Planning
and Building DRI's Southern Nevada Campus Expansion
The
Southern Nevada Science Center Phase II expansion is the
result of community-wide discussions and planning. Representatives
of DRI, the U.S. Department of Energy, National Nuclear
Security Administration Nevada Operations Office, the
Nevada Test Site Historical Foundation, Bechtel Nevada,
NTS Development Corporation, Los Alamos, Lawrence Livermore,
and Sandia national laboratories, the Nevada Science and
Technology Center, the Nevada Alliance for Defense, Energy,
and Business, and other citizens and stakeholders have
been involved since the beginning of the project and remain
dedicated to its completion.
DRI President
Stephen G. Wells notes, "The planning that has gone
into the new DRI building and its components has been
extraordinary. And the dedication of the 'brain trust'
that has been involved since the project's inception continues,
and that collaboration will ensure the completion of the
building and the success of its ongoing programs."
The expansion
of DRI's Las Vegas campus will house four entities: DRI's
Center for Arid Lands Environmental Management (CALEM);
an archaeological collection laboratory and repository;
the Coordination and Information Center (CIC); and an
NTS museum exhibit area.
The mission
of the Center for Arid Lands Environmental Management
is to assist land managers and others with science and
engineering-based desert ecosystem management, sustainable
development, stewardship, adaptive management, and restoration
ecology. CALEM integrates capabilities in land, air, and
water sciences. Field studies, laboratory analysis, numerical
modeling, remote sensing, geographic information systems
(GIS), and environmental information management are all
used in CALEM's programs designed to address arid land
issues spanning spatial and temporal scales.
The archaeological
repository maintained by DRI for the U.S. Department of
Energy will house the U.S. Department of Energy's artifact
collection from central and southern Nevada. The collection
consists of approximately 500,000 artifacts. The new repository
will provide adequate space and equipment to store, study,
and conserve the collection in a proper climate-controlled
environment.
The Coordination
and Information Center's mission is to collect and consolidate,
for long-term preservation, historical documents, records,
and data dealing with U.S. nuclear testing.
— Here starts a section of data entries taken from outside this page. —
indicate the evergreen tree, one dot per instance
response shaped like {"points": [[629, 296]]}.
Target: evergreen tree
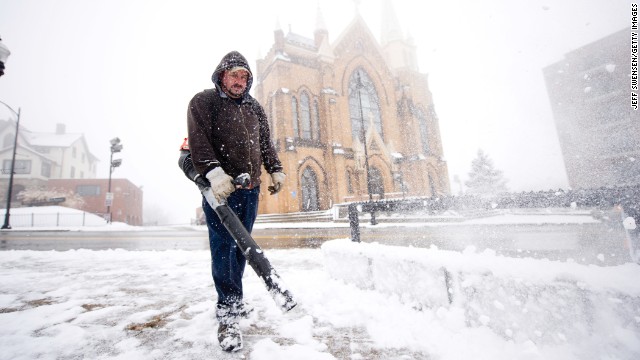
{"points": [[484, 179]]}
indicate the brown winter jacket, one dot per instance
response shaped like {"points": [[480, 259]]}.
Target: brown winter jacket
{"points": [[227, 134]]}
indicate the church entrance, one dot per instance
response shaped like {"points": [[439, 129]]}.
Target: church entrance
{"points": [[309, 190]]}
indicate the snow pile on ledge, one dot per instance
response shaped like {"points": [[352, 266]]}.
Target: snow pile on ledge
{"points": [[524, 300]]}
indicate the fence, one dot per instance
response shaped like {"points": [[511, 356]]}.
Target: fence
{"points": [[58, 219]]}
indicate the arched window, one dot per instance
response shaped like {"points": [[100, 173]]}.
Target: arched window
{"points": [[309, 184], [315, 121], [347, 176], [424, 131], [272, 118], [305, 116], [376, 182], [363, 104], [8, 140], [294, 115]]}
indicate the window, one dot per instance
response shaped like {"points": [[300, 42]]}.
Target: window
{"points": [[309, 185], [294, 115], [376, 182], [45, 170], [364, 106], [88, 190], [424, 131], [315, 121], [305, 117], [21, 167]]}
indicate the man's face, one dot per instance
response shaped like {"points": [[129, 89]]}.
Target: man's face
{"points": [[235, 83]]}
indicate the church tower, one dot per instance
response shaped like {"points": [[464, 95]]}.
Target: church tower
{"points": [[351, 118]]}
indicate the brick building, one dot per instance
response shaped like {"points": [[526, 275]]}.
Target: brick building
{"points": [[320, 95]]}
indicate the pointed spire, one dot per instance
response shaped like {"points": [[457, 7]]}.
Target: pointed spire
{"points": [[320, 24], [357, 6], [390, 25], [278, 26]]}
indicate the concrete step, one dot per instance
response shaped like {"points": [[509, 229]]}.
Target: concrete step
{"points": [[308, 216]]}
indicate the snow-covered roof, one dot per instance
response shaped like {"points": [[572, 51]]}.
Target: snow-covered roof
{"points": [[52, 140]]}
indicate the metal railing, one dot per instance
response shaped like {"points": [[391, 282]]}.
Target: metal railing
{"points": [[628, 197], [36, 219]]}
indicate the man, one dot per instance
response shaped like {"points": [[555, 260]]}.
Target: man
{"points": [[229, 136]]}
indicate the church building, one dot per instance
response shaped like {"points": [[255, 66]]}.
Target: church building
{"points": [[352, 119]]}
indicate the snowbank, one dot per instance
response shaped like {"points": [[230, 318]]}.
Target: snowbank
{"points": [[524, 300]]}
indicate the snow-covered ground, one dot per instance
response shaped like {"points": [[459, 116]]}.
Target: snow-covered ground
{"points": [[356, 301]]}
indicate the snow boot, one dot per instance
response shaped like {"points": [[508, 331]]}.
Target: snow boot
{"points": [[243, 310], [230, 337]]}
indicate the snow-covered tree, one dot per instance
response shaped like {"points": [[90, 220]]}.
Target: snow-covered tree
{"points": [[484, 178]]}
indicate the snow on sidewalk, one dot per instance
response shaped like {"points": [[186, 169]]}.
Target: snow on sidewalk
{"points": [[117, 304]]}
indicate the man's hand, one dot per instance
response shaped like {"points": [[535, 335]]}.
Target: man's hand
{"points": [[221, 184], [277, 179]]}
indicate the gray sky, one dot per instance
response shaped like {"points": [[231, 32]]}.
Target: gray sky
{"points": [[128, 68]]}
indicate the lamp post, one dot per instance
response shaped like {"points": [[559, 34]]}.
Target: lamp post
{"points": [[115, 147], [4, 55], [13, 164], [363, 138]]}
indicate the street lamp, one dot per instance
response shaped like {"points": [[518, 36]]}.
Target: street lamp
{"points": [[363, 138], [4, 54], [13, 164], [115, 147]]}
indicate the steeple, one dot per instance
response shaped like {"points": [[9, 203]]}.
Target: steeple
{"points": [[321, 33], [391, 30], [399, 52], [278, 36]]}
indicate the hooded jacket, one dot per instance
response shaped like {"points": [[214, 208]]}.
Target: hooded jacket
{"points": [[230, 133]]}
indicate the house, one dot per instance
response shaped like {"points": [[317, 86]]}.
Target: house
{"points": [[61, 163], [351, 119]]}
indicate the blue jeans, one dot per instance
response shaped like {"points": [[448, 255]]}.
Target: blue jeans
{"points": [[227, 261]]}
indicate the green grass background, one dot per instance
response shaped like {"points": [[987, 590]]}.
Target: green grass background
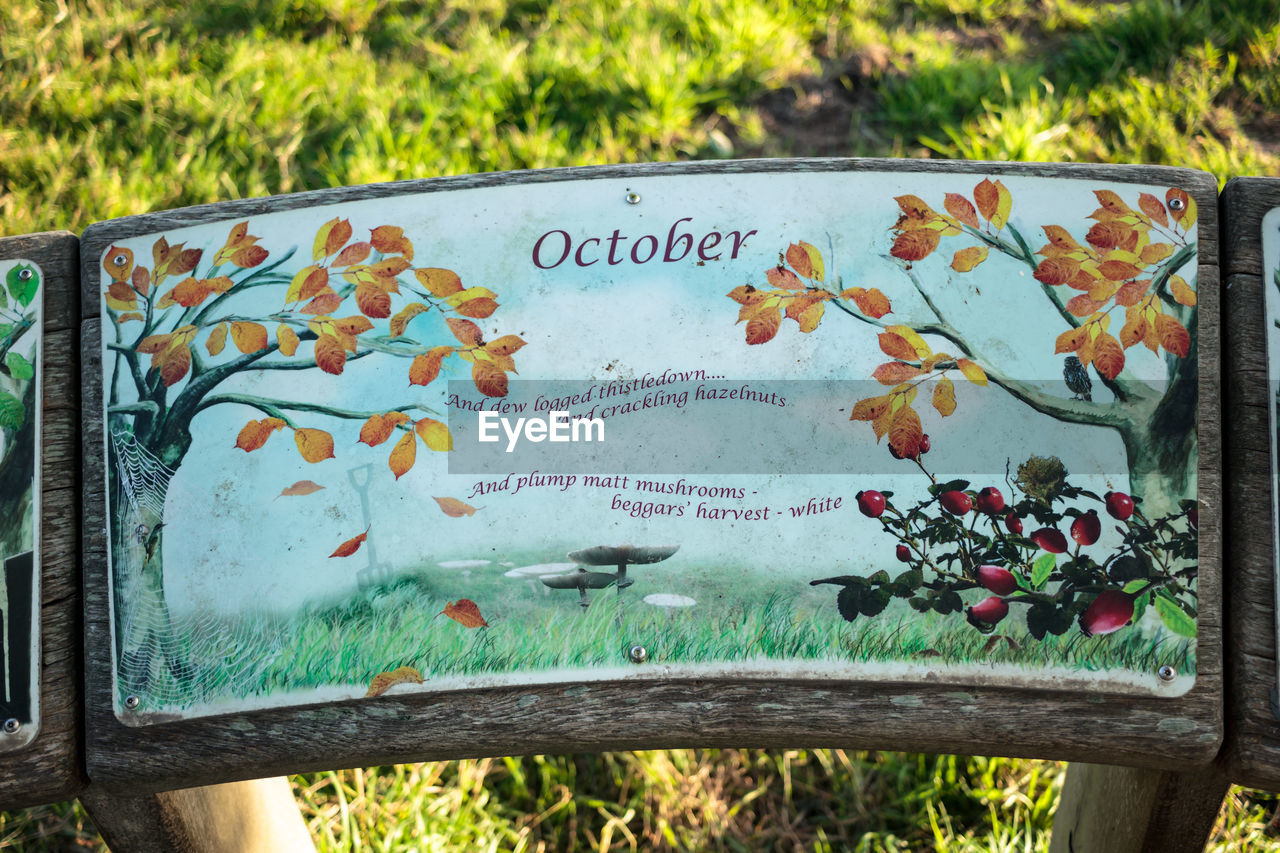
{"points": [[112, 108]]}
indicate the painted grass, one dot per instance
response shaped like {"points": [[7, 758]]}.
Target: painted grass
{"points": [[351, 641]]}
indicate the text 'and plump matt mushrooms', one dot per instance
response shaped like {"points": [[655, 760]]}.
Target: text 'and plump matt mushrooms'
{"points": [[581, 580], [622, 556]]}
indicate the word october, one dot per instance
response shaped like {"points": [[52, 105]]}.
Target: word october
{"points": [[556, 246]]}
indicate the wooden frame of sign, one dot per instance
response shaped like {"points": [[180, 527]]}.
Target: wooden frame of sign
{"points": [[48, 769], [1156, 731], [1252, 753]]}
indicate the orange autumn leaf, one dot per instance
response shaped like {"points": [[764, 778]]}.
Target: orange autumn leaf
{"points": [[379, 428], [892, 373], [255, 433], [455, 509], [465, 612], [425, 368], [248, 337], [914, 245], [403, 455], [384, 682], [965, 259], [301, 488], [465, 331], [763, 325], [315, 445], [489, 379], [434, 434], [351, 546], [440, 282], [945, 396]]}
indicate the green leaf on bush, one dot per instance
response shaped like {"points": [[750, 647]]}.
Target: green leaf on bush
{"points": [[22, 291], [1042, 568], [1173, 616], [19, 368], [12, 411]]}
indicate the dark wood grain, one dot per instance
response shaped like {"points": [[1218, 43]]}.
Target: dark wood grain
{"points": [[1252, 749], [1159, 733], [50, 769]]}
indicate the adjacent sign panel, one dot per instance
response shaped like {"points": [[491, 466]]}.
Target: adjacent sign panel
{"points": [[768, 425], [21, 323]]}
The number
of documents in the CIC is expected to grow from today's
360,000 documents to over 450,000 as more documents become
declassified.
The museum,
which is an affiliate of the Smithsonian Institution,
will include both permanent and rotating exhibits and
will feature audiovisual presentations, guided tours,
lectures, workshops, demonstrations, special events, school
programs, and a variety of community outreach activities.